Ilza Marcia, atingida de Brumadinho, informou que as IJs se comprometeram em seguir aprofundando o diálogo sobre os pontos trazidos com a população atingida.
De acordo com André Cavalcante, da Aedas, “as Instituições de Justiça (IJs) se comprometeram em reforçar a necessidade de urgência das informações a partir da auditoria que foi contratada para levantar detalhes orçamentários da execução do acordo e para a boa gestão dos recursos das estruturas de apoio. Assumiram o compromisso com a divulgação dessas informações sobre cumprimento dos prazos, correções monetárias e adequado fluxo entre as contas bancárias do acordo, conforme previsto na petição conjunto de abril. A auditoria deverá ter acesso completo e irrestrito aos extratos bancários de todas as contas relacionadas ao Acordo.”

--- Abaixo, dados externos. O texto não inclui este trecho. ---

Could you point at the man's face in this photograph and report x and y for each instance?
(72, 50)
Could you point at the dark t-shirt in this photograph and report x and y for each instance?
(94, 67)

André acrescenta que os diálogos realizados durante todo o dia permitiram que fosse apresentada a realidade do território, as situações de vulnerabilidade e a centralidade do auxílio emergencial para a vida das pessoas atingidas:
“Foram feitas avaliações sobre a situação atual das comunidades, sobre a situação de saúde das populações atingidas, o nível de insegurança alimentar e, principalmente, reforçada a necessidade de um auxílio enquanto a reparação não caminha como deveria. Foi feito um processo de apresentação de alguns dados sobre os atrasos para mostrar a necessidade de participação dos atingidos em todo o processo e do Auxílio para garantir condições de participação e de vida para a população atingida”, reforçou.
Direito ao PTR

O Movimento dos Atingidos por Barragens (MAB) manifestou, por meio de uma carta, preocupação diante da decisão do Judiciário que suspendeu a obrigação da Vale S/A de realizar o depósito judicial de quantia suficiente para honrar o pagamento às famílias que integram o Programa de Transferência de Renda (PTR). No documento, são apresentadas as seguintes reivindicações:
• O depósito integral, por parte da Vale S/A, dos valores necessários para a continuação dos pagamentos mensais às pessoas atingidas que recebem o PTR, nos patamares anteriores à redução de março de 2025;
• A estruturação de um auxílio emergencial que assegure a manutenção dos níveis de vida até que as famílias e os indivíduos alcancem condições pelo menos equivalentes às anteriores ao desastre-crime, conforme previsto na Lei 14.755/2023 — Política Nacional de Direitos das Populações Atingidas por Barragens (PNAB).
Acesse a carta completa sobre o PTR:
Participação na gestão do Anexo I.1

O Movimento também divulgou uma carta expressando preocupação diante da deliberação das Instituições de Justiça (IJs) sobre o Anexo I.1.
• A prestação de contas completa do fundo de R$ 700 milhões destinado às estruturas de apoio;
• A garantia do uso exclusivo do Anexo I.1 pelas comunidades atingidas, conforme pactuado;
• A valorização das ATIs, com financiamento adequado e autonomia garantida;
• A participação efetiva das pessoas atingidas em todas as etapas da reparação no Anexo I.1.